Don't compare your old students to your new students. Yeah, we do it. Yeah, it's inevitable. But those comparisons can eat you up. I loop with my students: I get my ninth graders for a two year world history loop. So when I said goodbye to my tenth graders last May, I knew what was coming. I have looped back down before: this year was the fourth time I've done it. However, the contrast this year really hit me. In too many instances I only saw what my students couldn't do. In other times it was comparing second semester tenth graders to first semester ninth graders.

Combine these two things for a solid month? Come the middle of November I was a mess. I felt like a phony: here I was, advocating trying new things in the classroom and celebrating what your students can do when you get out of their way and I couldn't get out of my own way.

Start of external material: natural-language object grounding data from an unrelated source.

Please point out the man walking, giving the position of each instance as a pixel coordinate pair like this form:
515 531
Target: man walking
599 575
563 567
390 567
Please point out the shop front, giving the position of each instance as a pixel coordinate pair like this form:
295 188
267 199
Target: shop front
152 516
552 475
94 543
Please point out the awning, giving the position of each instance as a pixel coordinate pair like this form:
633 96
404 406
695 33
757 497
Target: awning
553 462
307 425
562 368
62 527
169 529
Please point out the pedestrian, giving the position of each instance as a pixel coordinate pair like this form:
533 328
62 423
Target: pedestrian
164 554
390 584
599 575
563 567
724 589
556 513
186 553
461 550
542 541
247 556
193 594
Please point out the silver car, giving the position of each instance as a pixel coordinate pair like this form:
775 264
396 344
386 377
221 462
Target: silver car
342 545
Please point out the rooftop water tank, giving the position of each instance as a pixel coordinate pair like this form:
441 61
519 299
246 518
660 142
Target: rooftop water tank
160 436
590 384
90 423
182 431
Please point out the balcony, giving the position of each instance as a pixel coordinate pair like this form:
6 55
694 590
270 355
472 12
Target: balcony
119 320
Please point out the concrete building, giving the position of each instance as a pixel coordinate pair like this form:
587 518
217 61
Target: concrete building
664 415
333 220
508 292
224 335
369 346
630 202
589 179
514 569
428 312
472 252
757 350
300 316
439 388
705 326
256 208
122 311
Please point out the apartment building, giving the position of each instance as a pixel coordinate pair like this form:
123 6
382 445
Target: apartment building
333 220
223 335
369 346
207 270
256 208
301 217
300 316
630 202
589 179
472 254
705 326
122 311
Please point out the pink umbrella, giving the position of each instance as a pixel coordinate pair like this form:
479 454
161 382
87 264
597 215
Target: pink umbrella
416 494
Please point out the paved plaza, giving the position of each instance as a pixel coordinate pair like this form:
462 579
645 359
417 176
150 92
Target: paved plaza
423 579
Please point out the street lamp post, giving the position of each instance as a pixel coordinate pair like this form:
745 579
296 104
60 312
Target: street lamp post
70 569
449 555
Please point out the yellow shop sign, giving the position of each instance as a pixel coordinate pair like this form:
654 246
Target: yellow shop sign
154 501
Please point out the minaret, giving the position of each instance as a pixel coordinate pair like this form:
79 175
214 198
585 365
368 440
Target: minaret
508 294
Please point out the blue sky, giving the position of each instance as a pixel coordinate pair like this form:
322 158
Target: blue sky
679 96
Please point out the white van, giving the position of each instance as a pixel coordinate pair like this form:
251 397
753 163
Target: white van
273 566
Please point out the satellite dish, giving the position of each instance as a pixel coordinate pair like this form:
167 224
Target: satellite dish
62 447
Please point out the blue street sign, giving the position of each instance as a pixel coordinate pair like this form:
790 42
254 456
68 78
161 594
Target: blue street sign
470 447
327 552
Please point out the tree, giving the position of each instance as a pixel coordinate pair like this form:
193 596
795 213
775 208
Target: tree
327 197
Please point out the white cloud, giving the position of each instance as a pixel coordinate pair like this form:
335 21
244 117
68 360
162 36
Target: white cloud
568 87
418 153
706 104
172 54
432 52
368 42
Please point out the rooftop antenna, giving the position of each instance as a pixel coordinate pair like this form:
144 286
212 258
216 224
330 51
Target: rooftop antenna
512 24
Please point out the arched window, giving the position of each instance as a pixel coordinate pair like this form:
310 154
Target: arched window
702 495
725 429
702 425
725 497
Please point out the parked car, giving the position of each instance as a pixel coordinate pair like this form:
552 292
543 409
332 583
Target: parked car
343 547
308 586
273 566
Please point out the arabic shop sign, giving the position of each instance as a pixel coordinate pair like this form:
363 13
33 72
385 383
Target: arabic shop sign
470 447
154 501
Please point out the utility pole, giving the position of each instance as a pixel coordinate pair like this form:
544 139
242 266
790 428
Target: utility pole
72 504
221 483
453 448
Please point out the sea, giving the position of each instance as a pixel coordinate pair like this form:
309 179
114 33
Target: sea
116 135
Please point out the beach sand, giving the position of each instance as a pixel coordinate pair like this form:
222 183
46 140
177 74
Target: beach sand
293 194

Finally, Victoria asked me about all the things my students could do. Asked about what was going right. And finally, slowly, I started to focus on the great thinking my students were doing. I started to be kinder to myself, to see my students for who they were: freshmen who I had another one and a half years with. Talented kids who were making strides at critical thinking and owning their learning.

And that focus made all the difference. I started seeing the amazing projects they were working on. The student who taught me a ton about the transgender movement. The kids who shared a ton of information about a fascinating slave revolt in Rome that I had never heard of.

And here we are, in December. First semester is (shockingly) almost done, and things are looking up. All it took was someone asking me the right question.